Kristin Scott Thomas replaces Helen Mirren in Peter Morgan's play about Queen Elizabeth and her Prime Ministers.

They say Prince Charles is going to have a tough time following his mum’s reign, but in Theatreland, it’s the opposite way round.

‘The Audience’, Peter Morgan’s affectionate portrait of Elizabeth II, made a big splash in 2013 thanks to a barnstorming performance from national treasure Helen Mirren. But since then Mirren’s abdicated and run off to America – taking ‘The Audience’ to Broadway with her – while back here, Mike Bartlett’s piercingly brilliant, far superior ‘King Charles III’ nabbed the crown.

So to break out what will hopefully be this review’s last torturous royal analogy, this recast revival of ‘The Audience’ is kind of the equivalent of Harold Godwinson turning up alive two years into William the Conquerer’s reign and being all like: ‘Hey guys, what did I miss?’

Kristin Scott Thomas is an undeniably savvy replacement for Mirren: almost as big a star, and with notably more Windsor-ish froideur. She’s good as well, those chiselled cheekbones allowing her to look the part of the nervous, uptight 25-year-old Elizabeth slightly more credibly than when swaddled in make-up as the 89-year-old Queen of now. But even then she’s super, conveying both a seasoned politician’s sharpness and an old lady’s frailty.

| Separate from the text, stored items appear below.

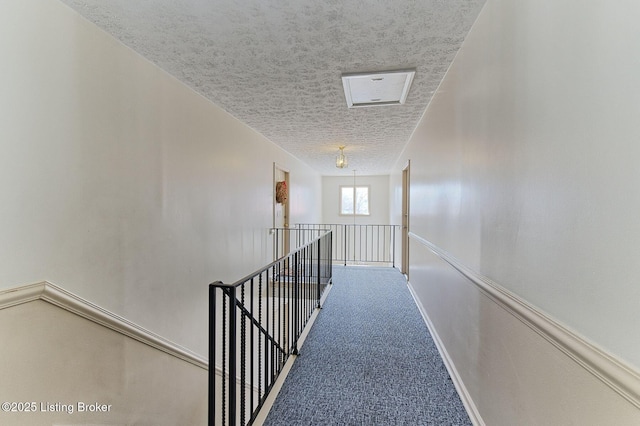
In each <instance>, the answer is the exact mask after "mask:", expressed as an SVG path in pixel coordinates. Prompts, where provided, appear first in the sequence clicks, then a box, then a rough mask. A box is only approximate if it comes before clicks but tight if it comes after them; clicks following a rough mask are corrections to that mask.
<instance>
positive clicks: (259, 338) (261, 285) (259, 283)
mask: <svg viewBox="0 0 640 426" xmlns="http://www.w3.org/2000/svg"><path fill="white" fill-rule="evenodd" d="M258 324H260V325H262V274H260V275H259V276H258ZM262 389H263V388H262V331H261V330H259V331H258V398H259V399H262Z"/></svg>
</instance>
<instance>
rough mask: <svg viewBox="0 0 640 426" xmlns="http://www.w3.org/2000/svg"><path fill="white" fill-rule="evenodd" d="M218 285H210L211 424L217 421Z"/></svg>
mask: <svg viewBox="0 0 640 426" xmlns="http://www.w3.org/2000/svg"><path fill="white" fill-rule="evenodd" d="M215 332H216V287H214V286H213V285H210V286H209V419H208V420H209V426H214V425H215V423H216V336H215Z"/></svg>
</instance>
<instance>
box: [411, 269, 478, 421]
mask: <svg viewBox="0 0 640 426" xmlns="http://www.w3.org/2000/svg"><path fill="white" fill-rule="evenodd" d="M407 284H408V287H409V292H410V293H411V296H412V297H413V300H414V301H415V303H416V305H417V306H418V310H419V311H420V314H421V315H422V319H423V320H424V322H425V324H427V328H428V329H429V333H431V337H433V342H434V343H435V344H436V348H437V349H438V352H439V353H440V356H441V357H442V360H443V361H444V366H445V367H446V368H447V371H448V372H449V376H451V380H452V381H453V385H454V386H455V388H456V390H457V391H458V395H459V396H460V399H461V400H462V404H463V405H464V407H465V408H466V410H467V414H468V415H469V419H470V420H471V423H473V424H474V425H479V426H484V425H485V423H484V421H483V420H482V417H481V416H480V412H479V411H478V407H476V404H475V403H474V402H473V398H471V394H470V393H469V391H468V390H467V387H466V386H465V385H464V382H463V381H462V378H461V377H460V374H458V370H457V369H456V365H455V364H454V362H453V360H452V359H451V356H450V355H449V352H448V351H447V348H446V347H445V346H444V344H443V343H442V340H441V339H440V336H439V335H438V332H437V330H436V328H435V327H434V325H433V322H431V319H430V318H429V315H428V314H427V310H426V309H425V308H424V306H423V305H422V302H421V301H420V299H418V295H417V294H416V292H415V289H414V288H413V285H411V282H409V281H407Z"/></svg>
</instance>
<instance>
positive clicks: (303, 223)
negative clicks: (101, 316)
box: [294, 223, 400, 268]
mask: <svg viewBox="0 0 640 426" xmlns="http://www.w3.org/2000/svg"><path fill="white" fill-rule="evenodd" d="M294 229H296V230H300V231H302V230H305V231H306V232H310V231H313V230H317V229H328V230H331V231H332V232H333V260H334V261H336V262H340V263H343V264H344V265H347V264H380V263H383V264H387V265H390V266H392V267H394V268H395V266H396V236H398V237H399V236H400V232H396V231H399V229H400V226H399V225H358V224H337V223H330V224H326V223H321V224H318V223H298V224H296V225H295V228H294Z"/></svg>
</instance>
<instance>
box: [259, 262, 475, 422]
mask: <svg viewBox="0 0 640 426" xmlns="http://www.w3.org/2000/svg"><path fill="white" fill-rule="evenodd" d="M333 282H334V284H333V288H332V290H331V293H329V296H328V298H327V301H326V303H325V304H324V306H323V309H322V312H321V313H320V315H319V316H318V318H317V319H316V322H315V324H314V325H313V327H312V329H311V332H310V333H309V336H308V337H307V340H306V341H305V343H304V345H303V346H302V348H301V350H300V357H298V358H297V360H296V361H295V363H294V364H293V367H292V369H291V372H290V373H289V376H288V377H287V379H286V380H285V383H284V385H283V387H282V390H281V391H280V394H279V395H278V397H277V398H276V401H275V403H274V406H273V408H272V410H271V412H270V413H269V415H268V417H267V420H266V422H265V425H268V426H276V425H287V426H292V425H296V426H302V425H470V424H471V422H470V420H469V417H468V416H467V413H466V411H465V409H464V407H463V405H462V402H461V401H460V398H459V397H458V394H457V393H456V390H455V388H454V386H453V383H452V382H451V379H450V377H449V374H448V372H447V370H446V368H445V366H444V364H443V362H442V359H441V358H440V355H439V353H438V351H437V349H436V347H435V344H434V343H433V340H432V339H431V336H430V334H429V331H428V329H427V326H426V325H425V323H424V320H423V318H422V316H421V315H420V312H419V310H418V308H417V307H416V305H415V302H414V300H413V298H412V297H411V294H410V292H409V290H408V288H407V283H406V281H405V280H404V277H403V276H402V274H400V272H399V271H398V270H397V269H393V268H371V267H343V266H339V267H335V268H334V275H333Z"/></svg>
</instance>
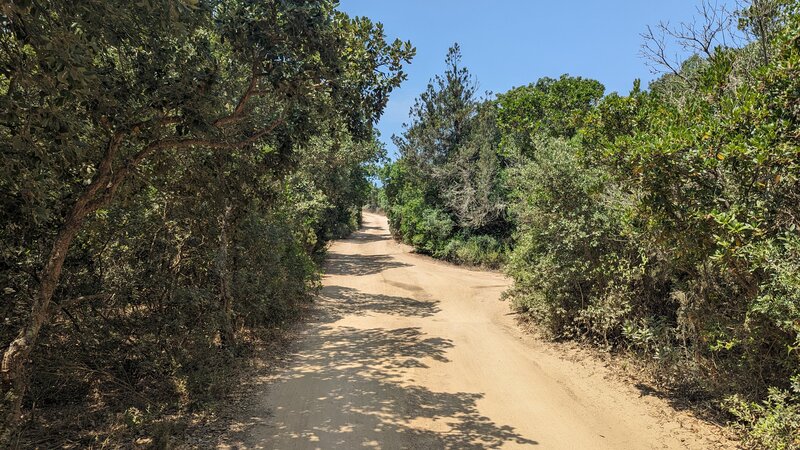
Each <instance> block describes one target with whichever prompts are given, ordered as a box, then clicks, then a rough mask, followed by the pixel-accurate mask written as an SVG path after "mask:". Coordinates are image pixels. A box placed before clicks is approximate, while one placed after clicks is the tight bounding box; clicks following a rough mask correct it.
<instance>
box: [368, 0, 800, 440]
mask: <svg viewBox="0 0 800 450" xmlns="http://www.w3.org/2000/svg"><path fill="white" fill-rule="evenodd" d="M736 17H738V18H739V19H740V20H739V24H740V26H741V27H742V28H741V30H740V32H741V33H742V34H743V35H745V36H750V37H751V38H752V40H751V41H750V42H749V43H747V44H746V45H744V46H742V47H741V48H727V47H716V48H715V47H714V46H713V45H709V46H706V47H703V48H702V49H699V50H698V51H700V50H702V52H701V53H700V54H698V55H693V56H691V57H689V58H688V59H687V60H686V61H684V62H683V63H682V64H676V65H675V66H674V67H677V68H678V69H677V71H676V72H674V73H667V74H664V75H663V76H662V77H661V78H659V79H658V80H656V81H654V82H653V83H651V85H650V86H649V89H647V90H643V89H642V88H641V86H640V84H639V82H638V81H636V82H634V85H633V89H632V90H631V92H630V93H629V94H628V95H620V94H617V93H613V94H610V95H607V96H603V93H604V88H603V86H602V85H601V84H600V83H598V82H597V81H594V80H588V79H583V78H579V77H570V76H567V75H563V76H561V77H560V78H559V79H551V78H544V79H541V80H539V81H538V82H536V83H533V84H531V85H529V86H525V87H521V88H515V89H512V90H511V91H509V92H507V93H503V94H500V95H498V96H497V99H496V100H495V101H478V100H475V99H474V98H473V97H472V96H471V95H456V94H472V93H474V90H475V89H474V82H473V81H472V80H471V78H470V77H469V76H468V73H467V72H466V71H465V70H464V69H462V68H460V67H459V66H458V64H457V62H458V58H457V56H458V53H457V48H456V49H454V50H453V51H452V52H451V55H450V56H449V57H448V70H447V71H446V74H445V76H443V77H438V78H436V79H435V82H434V83H432V85H431V86H430V87H429V88H428V90H427V91H426V92H425V93H424V94H423V95H422V97H421V98H420V103H419V104H418V106H417V107H416V108H415V109H412V111H411V113H412V121H411V125H410V126H409V127H408V128H407V130H406V133H405V134H404V136H403V138H402V139H398V145H399V147H400V150H401V157H400V159H399V160H398V161H396V162H395V163H393V164H391V165H389V166H388V167H387V168H386V171H385V174H384V186H385V195H386V199H387V204H388V208H387V213H388V215H389V219H390V224H391V226H392V230H393V231H394V233H395V234H396V235H397V236H398V237H399V238H401V239H403V240H405V241H406V242H408V243H411V244H413V245H414V246H415V247H416V248H417V249H419V250H420V251H423V252H426V253H429V254H431V255H433V256H435V257H439V258H443V259H447V260H450V261H454V262H459V263H466V264H482V265H487V266H492V267H496V266H499V265H502V264H505V269H506V271H507V273H508V274H509V275H510V276H511V277H512V278H513V279H514V286H513V288H512V289H511V290H510V291H509V292H508V293H507V296H508V298H510V299H511V300H512V302H513V305H514V306H515V308H517V309H518V310H519V311H520V312H524V313H526V314H527V315H528V316H529V317H531V318H532V319H534V320H535V321H536V322H537V323H538V324H539V325H541V327H540V329H541V330H543V331H544V332H545V333H546V334H548V335H550V336H551V337H554V338H559V339H564V338H567V339H570V338H578V339H583V340H586V341H588V342H594V343H597V344H599V345H601V346H603V347H604V348H607V349H610V350H614V351H626V352H629V353H632V354H635V355H637V356H638V357H640V358H642V359H643V360H645V361H649V362H650V363H651V364H650V366H651V367H652V368H653V369H654V373H655V374H656V375H657V377H658V379H659V381H660V382H661V383H663V385H665V386H668V387H669V388H671V389H674V392H676V393H678V394H680V395H683V396H685V397H688V398H690V399H695V400H704V401H709V400H710V401H712V402H713V403H714V404H715V405H717V406H718V407H720V408H721V409H722V410H728V411H730V412H731V413H732V414H733V417H734V418H735V419H736V420H738V422H737V423H738V426H739V427H740V428H741V429H742V430H743V431H745V432H746V433H749V434H748V435H747V440H746V443H747V444H748V445H751V446H753V447H763V448H786V449H789V448H800V441H798V440H797V436H800V429H798V423H800V413H799V412H798V407H800V397H799V396H798V386H797V377H798V372H799V371H800V352H798V349H800V278H799V277H798V273H800V222H798V218H800V184H799V183H800V150H798V149H800V107H798V105H800V81H798V80H800V10H798V5H797V2H789V1H782V0H776V1H772V0H769V1H767V0H765V1H756V2H753V3H752V4H751V5H748V6H746V7H745V8H744V9H743V10H742V11H740V12H738V13H737V16H736ZM733 22H735V21H733ZM685 30H690V31H691V28H686V29H685ZM721 32H727V30H725V31H721ZM688 36H691V34H688ZM674 37H676V38H678V39H690V37H688V38H687V35H683V36H682V37H681V35H680V34H675V35H674ZM695 37H698V38H701V35H699V34H698V35H695ZM706 37H707V36H706ZM701 39H702V38H701ZM701 42H702V41H694V42H683V43H679V44H683V45H684V46H685V48H697V47H696V46H697V44H698V43H701ZM709 42H711V43H712V44H713V43H714V42H716V41H715V40H714V38H713V36H712V38H711V41H709ZM671 67H672V66H671ZM456 124H457V126H456Z"/></svg>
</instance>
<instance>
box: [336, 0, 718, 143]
mask: <svg viewBox="0 0 800 450" xmlns="http://www.w3.org/2000/svg"><path fill="white" fill-rule="evenodd" d="M719 1H720V3H721V4H730V3H733V1H725V0H719ZM699 2H700V0H662V1H655V0H605V1H601V0H560V1H559V0H555V1H551V0H548V1H545V0H494V1H491V0H341V5H340V9H341V10H342V11H345V12H347V13H348V14H350V15H351V16H367V17H369V18H371V19H372V20H374V21H378V22H382V23H383V24H384V27H385V31H386V34H387V36H388V37H389V38H392V39H394V38H400V39H402V40H411V42H412V44H414V46H415V47H416V48H417V56H416V57H415V58H414V61H413V62H412V63H411V65H410V66H408V67H407V72H408V75H409V76H408V80H407V81H406V82H405V83H404V84H403V86H402V87H401V88H400V89H399V90H397V91H395V92H394V93H393V95H392V98H391V100H390V102H389V105H388V107H387V110H386V112H385V114H384V116H383V118H382V119H381V122H380V124H379V129H380V131H381V135H382V136H381V138H382V140H383V141H385V142H387V147H388V148H389V150H390V153H392V154H393V153H394V146H393V145H392V144H391V142H390V141H391V139H390V138H391V136H392V134H400V133H401V132H402V129H403V128H402V124H403V123H404V122H407V121H408V110H409V108H410V107H411V105H412V104H413V102H414V98H415V97H417V96H418V95H419V94H420V93H421V92H422V91H423V90H424V89H425V86H426V85H427V83H428V80H429V79H430V78H432V77H433V76H434V75H435V74H437V73H441V72H442V71H443V70H444V57H445V55H446V54H447V49H448V48H449V47H450V46H451V45H452V44H453V43H454V42H458V43H459V44H461V50H462V53H463V56H464V58H463V61H464V64H465V65H466V66H467V67H468V68H469V69H470V71H471V72H472V73H473V74H474V75H475V76H476V77H477V79H478V81H479V83H480V88H481V89H480V90H481V91H492V92H494V93H501V92H504V91H507V90H508V89H510V88H512V87H514V86H522V85H526V84H529V83H531V82H534V81H536V80H537V79H538V78H541V77H543V76H549V77H558V76H559V75H561V74H563V73H569V74H570V75H575V76H583V77H588V78H594V79H596V80H599V81H600V82H602V83H603V84H604V85H605V86H606V92H613V91H617V92H620V93H627V92H628V91H630V88H631V86H632V85H633V80H634V79H636V78H640V79H642V82H643V83H642V85H643V86H646V85H647V82H648V81H650V80H652V79H653V77H654V75H653V74H652V73H650V70H649V68H648V67H647V65H646V64H645V61H644V60H643V59H642V58H641V57H640V56H639V51H640V47H641V44H642V38H641V36H640V34H641V33H642V32H643V31H645V29H646V27H647V25H655V24H657V23H658V22H659V21H670V22H671V23H675V24H677V23H679V22H681V21H684V22H686V21H690V20H691V18H692V17H693V16H694V15H695V12H696V9H695V8H696V7H697V6H698V5H699Z"/></svg>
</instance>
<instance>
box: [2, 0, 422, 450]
mask: <svg viewBox="0 0 800 450" xmlns="http://www.w3.org/2000/svg"><path fill="white" fill-rule="evenodd" d="M412 55H413V49H412V48H411V46H410V44H409V43H403V42H400V41H396V42H387V41H386V40H385V38H384V35H383V30H382V27H381V26H380V24H374V23H372V22H371V21H369V20H368V19H365V18H358V19H353V18H350V17H347V16H346V15H344V14H342V13H340V12H338V11H337V10H336V2H333V1H297V2H283V1H271V0H263V1H255V2H254V1H236V0H233V1H224V2H222V1H219V2H218V1H188V0H187V1H181V0H157V1H143V2H127V1H109V2H70V1H38V0H34V1H22V2H19V1H14V2H10V3H9V2H5V3H4V5H3V6H2V7H0V145H1V146H2V147H3V158H2V161H0V172H2V176H0V211H2V212H0V218H2V221H1V222H0V239H2V242H3V247H2V250H1V251H2V253H0V258H1V259H0V268H1V269H0V283H1V284H2V285H3V289H4V290H3V293H2V295H3V300H2V303H0V317H2V320H3V327H2V328H1V329H0V346H2V349H3V359H2V379H1V380H0V381H1V382H2V383H1V384H0V386H1V387H2V391H1V392H0V394H2V398H0V413H2V417H0V446H4V444H6V443H7V442H11V443H14V442H23V443H24V442H26V441H25V440H24V439H23V440H22V441H17V439H18V438H19V436H20V435H19V434H18V433H19V431H20V430H21V431H23V432H25V433H29V432H35V431H36V430H37V428H38V430H39V431H43V430H45V431H46V429H47V427H52V432H53V433H54V435H56V436H57V435H58V433H60V432H62V431H63V429H62V428H59V425H61V426H63V425H64V424H60V423H58V422H53V419H54V418H55V417H57V416H58V412H59V410H60V409H61V408H79V409H82V410H89V411H94V412H92V413H91V414H90V415H89V416H88V417H87V418H86V422H85V423H82V424H79V425H78V426H74V427H71V429H70V432H73V433H75V435H74V436H71V437H70V438H75V439H79V442H80V444H79V445H81V446H92V445H96V444H97V442H95V441H94V439H101V438H103V436H104V433H106V431H107V430H112V429H114V421H121V422H122V423H123V424H128V425H136V426H143V427H146V426H148V424H153V421H154V420H157V419H159V418H160V417H163V415H164V414H170V415H176V417H180V415H181V414H183V413H186V412H190V411H193V410H196V408H197V407H198V406H200V405H202V404H204V403H205V402H207V401H211V400H214V399H215V398H218V397H219V395H220V394H221V393H222V392H224V390H225V388H226V386H227V385H229V384H230V379H229V375H230V373H231V370H232V369H233V368H234V367H235V365H236V363H237V361H238V360H237V357H238V356H241V355H242V354H245V353H246V350H247V345H246V344H248V343H251V342H253V341H254V340H257V339H258V338H259V337H261V336H264V337H266V336H267V335H268V333H269V332H270V330H272V329H274V328H275V327H279V326H281V324H283V323H285V322H288V321H291V320H293V319H295V318H296V317H297V316H298V312H299V310H300V309H301V308H302V305H303V303H304V302H306V301H307V300H308V299H309V298H310V294H311V293H312V291H313V289H314V287H315V286H316V284H317V279H318V267H317V262H318V261H319V259H320V257H321V256H322V255H323V254H324V244H325V242H326V241H327V240H329V239H331V238H334V237H338V236H342V235H344V234H347V233H349V232H350V231H351V230H352V229H354V228H355V227H357V226H358V223H359V221H360V210H361V207H362V205H364V204H365V202H366V200H367V195H368V193H369V182H368V179H367V177H368V175H369V172H368V167H369V166H370V165H371V164H374V163H375V162H377V161H378V160H379V159H380V157H381V156H382V152H383V150H382V148H381V147H380V146H379V145H378V144H377V143H376V142H375V138H374V131H373V125H374V123H375V121H376V120H377V119H378V118H379V117H380V115H381V113H382V111H383V109H384V107H385V105H386V102H387V101H388V96H389V94H390V92H391V91H392V90H393V89H394V88H395V87H397V86H398V85H399V83H400V82H401V81H402V80H403V79H404V74H403V73H402V65H403V64H404V63H406V62H407V61H408V60H409V59H410V58H411V56H412ZM34 410H35V411H36V412H37V414H36V415H31V414H30V411H34ZM21 411H22V412H24V413H26V414H24V415H22V416H21V415H20V412H21ZM118 414H119V415H118ZM67 417H70V416H69V415H67ZM73 417H74V416H73ZM20 418H22V419H23V421H22V422H21V423H22V425H24V426H23V427H21V428H20V427H18V426H17V425H18V424H20ZM88 424H93V425H91V427H89V426H88ZM83 427H87V428H94V432H95V434H94V435H92V434H83V435H79V433H80V432H81V431H82V430H83V431H87V430H85V429H83ZM103 427H108V428H103ZM31 430H32V431H31ZM135 431H136V430H131V429H124V428H123V431H116V432H118V433H122V434H125V433H130V432H135ZM25 433H23V435H22V436H25V435H26V434H25ZM117 438H120V439H122V440H126V439H128V440H129V439H130V435H128V436H127V438H126V437H120V436H117ZM9 440H10V441H9ZM105 445H111V446H114V445H115V444H113V443H106V444H105ZM23 446H24V445H23Z"/></svg>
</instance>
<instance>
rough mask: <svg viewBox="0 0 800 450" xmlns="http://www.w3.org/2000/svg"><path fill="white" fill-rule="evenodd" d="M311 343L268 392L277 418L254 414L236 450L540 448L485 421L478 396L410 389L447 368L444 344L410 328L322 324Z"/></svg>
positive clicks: (508, 432)
mask: <svg viewBox="0 0 800 450" xmlns="http://www.w3.org/2000/svg"><path fill="white" fill-rule="evenodd" d="M305 340H306V342H305V345H304V348H305V350H302V351H300V352H298V353H297V355H296V357H295V358H293V361H292V363H291V368H290V369H288V370H286V371H285V372H283V373H282V374H281V375H280V376H279V377H278V378H277V379H276V380H275V381H274V383H273V384H272V386H273V391H274V393H273V394H272V396H271V397H270V404H272V405H274V409H273V410H272V413H273V414H272V417H265V416H266V415H265V414H259V413H258V412H256V413H255V414H253V415H251V416H250V418H249V419H247V420H244V421H242V422H241V423H239V424H238V426H237V427H236V428H237V429H238V430H239V433H238V435H234V436H233V437H234V438H235V439H236V440H237V441H239V442H240V443H242V446H241V447H240V448H264V449H266V448H297V449H305V448H308V449H313V448H341V449H352V448H364V447H379V448H381V447H382V448H446V449H482V448H498V447H500V446H502V445H503V444H505V443H516V444H518V445H536V444H537V442H536V441H533V440H531V439H528V438H526V437H524V436H522V435H520V434H519V433H518V432H516V431H515V430H514V428H513V427H510V426H503V425H499V424H496V423H494V422H493V421H492V420H491V419H490V418H489V417H486V416H484V415H482V414H481V413H480V411H479V409H478V407H477V402H478V400H480V399H481V398H482V397H483V395H482V394H480V393H468V392H434V391H431V390H430V389H427V388H425V387H422V386H418V385H415V384H414V383H415V380H414V375H415V372H414V371H415V370H419V369H425V368H427V367H429V365H430V364H443V363H447V362H448V359H447V355H446V353H447V351H448V350H449V349H450V348H452V346H453V344H452V342H451V341H449V340H448V339H442V338H430V337H426V336H425V335H424V334H423V333H422V332H421V331H420V329H418V328H414V327H411V328H399V329H391V330H390V329H383V328H373V329H357V328H352V327H333V326H329V325H320V326H318V327H315V328H314V329H313V330H311V333H309V334H308V335H307V336H306V337H305ZM262 407H263V406H262ZM262 412H263V411H262Z"/></svg>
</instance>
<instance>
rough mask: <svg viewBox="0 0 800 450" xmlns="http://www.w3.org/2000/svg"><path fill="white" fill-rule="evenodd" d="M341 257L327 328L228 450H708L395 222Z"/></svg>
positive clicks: (669, 416)
mask: <svg viewBox="0 0 800 450" xmlns="http://www.w3.org/2000/svg"><path fill="white" fill-rule="evenodd" d="M365 225H366V226H365V227H364V228H363V229H362V230H361V231H360V232H358V233H355V234H354V235H353V236H352V238H351V239H347V240H343V241H339V242H337V243H335V244H334V245H333V246H332V248H331V249H330V257H329V260H328V264H327V273H326V276H325V278H324V288H323V290H322V296H321V297H322V298H321V300H320V302H319V317H318V318H317V319H316V320H315V321H314V322H313V323H311V324H310V325H309V326H308V327H307V329H306V330H305V332H304V333H303V335H302V337H301V339H300V342H299V344H298V350H297V352H296V354H295V355H294V356H293V357H292V362H291V364H289V365H288V367H287V368H286V369H283V370H281V371H279V373H278V374H277V375H276V376H275V377H274V380H272V382H271V386H270V387H269V388H268V389H267V391H266V392H263V393H257V394H256V395H258V396H259V397H258V399H257V401H256V402H255V404H256V406H255V407H254V409H253V411H250V412H249V414H248V416H247V417H245V418H243V419H242V420H241V421H240V423H239V424H238V428H237V430H238V433H235V435H234V438H233V441H232V442H229V443H228V444H227V445H226V446H227V447H229V448H253V449H261V448H263V449H317V448H319V449H330V448H341V449H352V448H366V447H368V448H386V449H395V448H452V449H470V448H475V449H478V448H527V447H530V448H534V447H537V448H572V449H574V448H613V449H626V448H630V449H646V448H710V447H724V445H723V444H722V443H721V442H723V441H719V440H717V441H715V442H712V441H711V440H709V439H707V438H701V436H710V435H711V433H710V432H711V431H712V430H711V429H710V427H709V426H708V425H706V424H704V423H702V422H700V421H698V420H696V419H693V418H692V417H690V416H688V415H687V414H685V413H677V412H675V411H672V410H670V409H669V407H668V406H667V405H666V404H665V403H663V402H662V401H660V400H658V399H655V398H646V397H641V395H640V394H639V393H638V392H637V391H636V390H635V389H634V388H632V387H629V386H626V385H623V384H620V383H618V382H615V381H612V380H609V379H608V378H607V377H605V376H604V373H606V372H605V371H604V368H603V367H601V366H600V365H599V364H598V363H596V362H595V363H592V362H582V363H578V362H570V361H565V360H563V359H561V358H559V357H558V356H557V355H555V354H554V353H553V352H552V351H548V350H547V349H545V348H544V347H543V345H542V344H537V343H536V342H533V341H531V340H530V339H528V338H527V337H525V336H524V335H523V334H522V333H520V332H519V331H518V330H517V327H516V326H515V323H514V320H513V318H512V317H511V316H510V315H509V313H508V305H507V304H505V303H503V302H500V301H499V298H500V294H501V293H502V292H503V290H505V289H506V288H507V287H508V281H507V280H506V279H505V278H504V277H503V276H502V275H499V274H496V273H488V272H481V271H474V270H467V269H463V268H459V267H454V266H452V265H448V264H444V263H440V262H437V261H433V260H431V259H429V258H425V257H422V256H418V255H415V254H413V253H411V252H410V251H409V249H408V248H407V247H406V246H403V245H401V244H398V243H396V242H394V241H393V240H392V239H391V238H390V236H389V233H388V228H387V224H386V219H385V218H384V217H382V216H379V215H374V214H366V215H365Z"/></svg>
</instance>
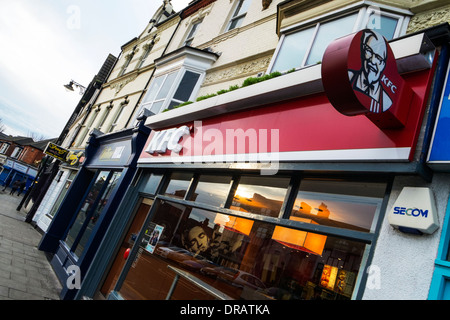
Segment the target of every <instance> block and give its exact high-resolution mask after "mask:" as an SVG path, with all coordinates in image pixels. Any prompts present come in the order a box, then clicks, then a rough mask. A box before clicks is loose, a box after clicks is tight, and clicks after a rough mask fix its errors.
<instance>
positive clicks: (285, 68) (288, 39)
mask: <svg viewBox="0 0 450 320" xmlns="http://www.w3.org/2000/svg"><path fill="white" fill-rule="evenodd" d="M314 30H315V28H309V29H305V30H302V31H299V32H294V33H291V34H288V35H286V36H285V37H284V40H283V43H282V46H281V48H280V50H279V51H278V55H277V58H276V60H275V63H274V65H273V67H272V71H280V72H283V71H287V70H290V69H292V68H299V67H301V66H302V64H303V59H304V58H305V54H306V51H307V49H308V45H309V44H310V43H311V41H312V36H313V34H314Z"/></svg>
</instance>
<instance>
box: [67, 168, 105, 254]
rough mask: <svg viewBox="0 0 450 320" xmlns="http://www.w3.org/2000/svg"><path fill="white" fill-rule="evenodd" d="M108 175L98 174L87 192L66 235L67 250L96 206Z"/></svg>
mask: <svg viewBox="0 0 450 320" xmlns="http://www.w3.org/2000/svg"><path fill="white" fill-rule="evenodd" d="M108 175H109V171H102V172H100V173H99V175H98V177H97V179H96V181H95V183H94V185H93V186H92V188H91V190H90V191H89V193H88V195H87V197H86V200H85V201H84V203H83V205H82V206H81V209H80V211H79V212H78V214H77V217H76V219H75V222H74V223H73V225H72V226H71V227H70V230H69V233H68V234H67V237H66V240H65V242H66V244H67V245H68V246H69V248H70V247H72V245H73V244H74V242H75V239H76V237H77V235H78V234H79V233H80V231H82V227H83V224H84V223H85V221H86V219H87V218H88V217H89V216H90V215H91V213H92V210H93V209H94V205H96V200H97V197H98V196H99V194H100V191H101V190H102V188H103V185H104V184H105V181H106V178H107V177H108Z"/></svg>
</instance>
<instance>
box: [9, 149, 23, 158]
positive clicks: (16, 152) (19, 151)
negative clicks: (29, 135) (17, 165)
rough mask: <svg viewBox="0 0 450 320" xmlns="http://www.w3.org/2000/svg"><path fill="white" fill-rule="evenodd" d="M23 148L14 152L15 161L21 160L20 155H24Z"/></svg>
mask: <svg viewBox="0 0 450 320" xmlns="http://www.w3.org/2000/svg"><path fill="white" fill-rule="evenodd" d="M22 151H23V148H21V147H16V148H15V149H14V151H13V153H12V154H11V158H14V159H19V157H20V155H21V154H22Z"/></svg>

The problem really is Morgan’s blandly amusing but desperately trivial script. The play is named after and set during the unrecorded weekly meetings the head of state has with his or her PM, and it weaves non-chronologically through the Queen’s reign, from a young ‘Lilibet’ meeting an elderly Churchill to a callow Cameron daunted by an elderly Liz. She has time for most – but not all – of her first ministers on the way. But what does it add up to? The tone is mostly one of expositional light comedy – neurotic John Major (Michael Gould), pompous Churchill (David Calder), Thatcher-ish Thatcher (Sylvestra Le Touzel) – with a vague thread about the accumulated wisdom of a monarch, plus sundry flashbacks to a young Elizabeth lamenting the isolation of her station.

It’s not easy being a princess. But we already knew that from ‘Frozen’, and it’s hard to really see what further wisdom ‘The Audience’ has to offer beyond an approving nod towards a well-conducted reign.

Morgan hardly scrapes the surface of most of the PMs. Blair barely gets a cameo, Eden, Thatcher, Brown, Major and Cameron don’t have a dimension between them, and nothing is gained from packing in so many, so briefly. Things only really come to life in the scenes with Harold Wilson, the colourful working-class socialist with whom HRH shared an unlikely, twinkling bond. That might have been the subject for a whole play: instead, too much of the considerable heart in Scott Thomas’s performance is dispersed in unnecessary asides and Stephen Daldry’s knowingly cozy production.

God save Kristin Scott Thomas and Nicholas Woodeson’s impish Wilson: the rest of ’em I can take or leave.